Ainsi Véronique semble se laisser saisir comme surprise dans une attitude gestuelle dont on ne sait si elle va se poursuivre vers un plus grand dévoilement du corps ou au contraire si elle représente une interruption du dévoilement de ce corps par la main qui retient la bretelle : « voilà qui je suis » semble-t-elle nous dire. Mais l’ambiguïté du mouvement de retenue traduit un mélange de crainte et d’espièglerie. « Vous voulez jouer ? » ou bien « n’en ai-je pas trop montré ? », ou encore « vous m’avez surprise. Oui, c’est bien moi ». Et l’on reste admiratif devant la puissance de la suggestion opérée par la prise photographique, justement qualifiée d’« instantané » : l’instant de l’incertitude qui dévoile l’intérieur en laissant ouvertes toutes les possibilités des gestes. Tout le talent de Sophie Badens tient dans cette capacité à condenser la fluctuation du désir mêlé d’une légère inquiétude qui traverse le regard de cette femme pour venir toucher le spectateur dans son propre désir. Car le désir de l’autre est souvent associé à la crainte d’être soi.

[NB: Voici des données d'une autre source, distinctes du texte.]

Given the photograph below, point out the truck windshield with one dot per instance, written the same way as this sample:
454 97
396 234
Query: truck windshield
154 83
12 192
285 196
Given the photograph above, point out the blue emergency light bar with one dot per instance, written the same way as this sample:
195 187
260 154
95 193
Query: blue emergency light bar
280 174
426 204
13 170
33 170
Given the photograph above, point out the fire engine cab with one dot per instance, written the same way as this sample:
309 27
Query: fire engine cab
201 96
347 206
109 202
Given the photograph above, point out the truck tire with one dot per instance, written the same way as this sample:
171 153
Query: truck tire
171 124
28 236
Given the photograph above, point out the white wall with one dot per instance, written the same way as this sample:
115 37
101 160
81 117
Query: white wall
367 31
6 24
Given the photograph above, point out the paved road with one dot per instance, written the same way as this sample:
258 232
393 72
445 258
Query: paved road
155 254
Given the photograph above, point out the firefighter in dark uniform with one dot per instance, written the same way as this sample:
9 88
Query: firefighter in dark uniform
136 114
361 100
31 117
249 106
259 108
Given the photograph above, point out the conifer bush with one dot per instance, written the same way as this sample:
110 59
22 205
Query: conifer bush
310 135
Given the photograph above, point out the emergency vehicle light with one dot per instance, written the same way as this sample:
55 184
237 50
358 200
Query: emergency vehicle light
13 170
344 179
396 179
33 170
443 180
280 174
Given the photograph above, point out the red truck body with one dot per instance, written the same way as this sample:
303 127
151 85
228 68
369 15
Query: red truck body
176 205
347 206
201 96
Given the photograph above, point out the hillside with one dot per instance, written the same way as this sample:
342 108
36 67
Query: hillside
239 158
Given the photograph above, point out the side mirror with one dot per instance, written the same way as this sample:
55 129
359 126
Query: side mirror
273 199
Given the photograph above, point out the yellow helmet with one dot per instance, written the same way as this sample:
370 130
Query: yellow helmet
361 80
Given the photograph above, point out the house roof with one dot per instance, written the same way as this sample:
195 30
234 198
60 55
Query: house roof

C’est aussi la crainte qui semble figer Sylvie dans une attitude d’observation attentive, comme inquiète de trop se montrer au regard de l’autre. Ici également, un commencement de mouvement de tissu qui dénude l’épaule et la poitrine produit un dévoilement qui semble compensé par le regard du modèle. Il apparaît que ce regard est aussi mobile que ne l’est plus le tissu immobilisé : on est, ici aussi, frappé par le talent photographique qui parvient à capter sur ce seul regard une expression changeante, qui passe de l’appel de l’autre (désir) à la retenue vers l’autre (crainte). Comme si, à nouveau, on trouvait une mystérieuse association entre désir de l’autre et crainte de soi. L’intimité se révèle à nouveau dans cette pose qui peut être considérée à la fois comme suggestive, lascive ou inquiète. Invitation au plaisir ou retrait sur soi dans une expectative vigilante. « Oui, c’est moi » nous dit cette femme, « je suis ainsi, à la fois désirante et attentive ».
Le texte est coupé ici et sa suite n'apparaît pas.